A new audience for digital skills
Our Senior Research and Evaluation Manager, Jane Mackey, discusses how Covid-19 has impacted the way learners use our free digital skills courses website, Learn My Way.
The Covid-19 crisis has laid bare how important digital access and digital skills are to achieving an inclusive society.
At Good Things Foundation we have always been committed to helping people improve their lives through digital. However, one of the things that the Covid-19 crisis has reinforced for us, is just how wide the digital need is within society.
We provide two online learning platforms: Learn My Way and Make it Click. These platforms were designed to support adult learners from socially and economically disadvantaged backgrounds. Before Covid-19 the typical learning experience for those accessing these sites was to complete the digital skills courses online, but in a community setting, with face-to-face learning support from our community partners.
With the onset of lockdown, the typical learning experience has shifted from one guided by our community partners, to an independent, remote learning experience. As the social and economic impacts of Covid-19 have begun to hit, a new audience has also started to use our learning tools.
Since the outbreak of Covid-19, there has been a large increase in women accessing Learn My Way. In February women made up 55% of all learners; in May they made up 70%.
Employed people have also recently overtaken unemployed people as the largest cohort of learners visiting Learn My Way, with full-time and part-time workers making up 51% of learners in May.
Before Covid-19, people were most likely to say that the main reason they were visiting Learn My Way was to learn digital skills to help them find work. In May, people were most likely to say they visited to learn digital skills for their current job (with women significantly more likely to say this than men).
The impact of Covid-19 does not account for all Learn My Way activity, but it is definitely a key factor: 50% of those who said they wanted to learn new digital skills for their current job said this was related to Covid-19.*
Self-led learning is a clear preference among those who have accessed Learn My Way in response to Covid-19, with 76% stating they would like to learn digital skills via online courses at the moment, and 44% saying they would like to learn digital skills via online videos.*
There is a great deal of uncertainty in the labour market at the moment, and we know that women are being hit hard by the economic impacts of the pandemic. Research by the Institute for Fiscal studies found that women are more likely than men to have left paid work since February, and are also more likely to have seen a reduction in their hours. In this context, it makes sense that women are interested in building the repertoire of skills they can bring to the workplace.

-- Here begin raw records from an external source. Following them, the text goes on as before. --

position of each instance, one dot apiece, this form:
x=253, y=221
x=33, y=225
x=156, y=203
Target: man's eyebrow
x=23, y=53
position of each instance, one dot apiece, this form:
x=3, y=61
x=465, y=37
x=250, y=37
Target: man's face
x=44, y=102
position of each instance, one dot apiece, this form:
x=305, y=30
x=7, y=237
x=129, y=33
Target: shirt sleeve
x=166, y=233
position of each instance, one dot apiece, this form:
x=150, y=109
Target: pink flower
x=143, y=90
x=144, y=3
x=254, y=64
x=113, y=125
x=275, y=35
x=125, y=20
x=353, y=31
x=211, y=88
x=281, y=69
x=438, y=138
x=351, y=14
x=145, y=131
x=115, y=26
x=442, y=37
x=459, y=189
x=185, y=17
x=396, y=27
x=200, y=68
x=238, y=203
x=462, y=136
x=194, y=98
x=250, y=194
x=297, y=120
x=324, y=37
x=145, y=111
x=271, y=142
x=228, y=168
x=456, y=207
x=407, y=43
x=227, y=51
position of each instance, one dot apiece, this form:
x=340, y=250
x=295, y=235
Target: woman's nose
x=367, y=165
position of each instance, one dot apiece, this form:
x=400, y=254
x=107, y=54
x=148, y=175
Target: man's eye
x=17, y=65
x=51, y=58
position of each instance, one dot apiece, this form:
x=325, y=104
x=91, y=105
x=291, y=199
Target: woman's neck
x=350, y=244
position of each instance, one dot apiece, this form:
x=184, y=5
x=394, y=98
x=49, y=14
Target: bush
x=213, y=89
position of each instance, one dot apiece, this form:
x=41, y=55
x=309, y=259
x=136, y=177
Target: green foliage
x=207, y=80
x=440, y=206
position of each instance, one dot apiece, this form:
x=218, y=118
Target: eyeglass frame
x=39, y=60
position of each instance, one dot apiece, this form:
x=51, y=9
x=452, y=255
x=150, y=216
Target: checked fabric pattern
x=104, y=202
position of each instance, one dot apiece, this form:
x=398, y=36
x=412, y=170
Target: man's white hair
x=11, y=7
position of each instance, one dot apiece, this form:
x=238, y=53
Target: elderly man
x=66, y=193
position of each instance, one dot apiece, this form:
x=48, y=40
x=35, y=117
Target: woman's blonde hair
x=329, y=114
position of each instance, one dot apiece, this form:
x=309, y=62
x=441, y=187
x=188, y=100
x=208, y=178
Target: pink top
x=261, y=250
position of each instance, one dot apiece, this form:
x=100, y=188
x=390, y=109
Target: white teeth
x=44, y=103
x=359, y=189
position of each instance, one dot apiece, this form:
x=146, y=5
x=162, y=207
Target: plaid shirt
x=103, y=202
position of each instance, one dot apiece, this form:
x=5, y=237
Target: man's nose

We also know that women are continuing to shoulder a bigger burden of housework than men during lockdown, and that mothers are also more likely than fathers to be juggling their paid work alongside childcare. Given this additional household burden, it also makes sense that women would be attracted to flexible learning tools that allow them to learn in their own time.
We will continue to update the courses we are offering through Learn My Way and Make it Click, responding to the new digital challenges raised by Covid-19, and reacting to where there is greatest need.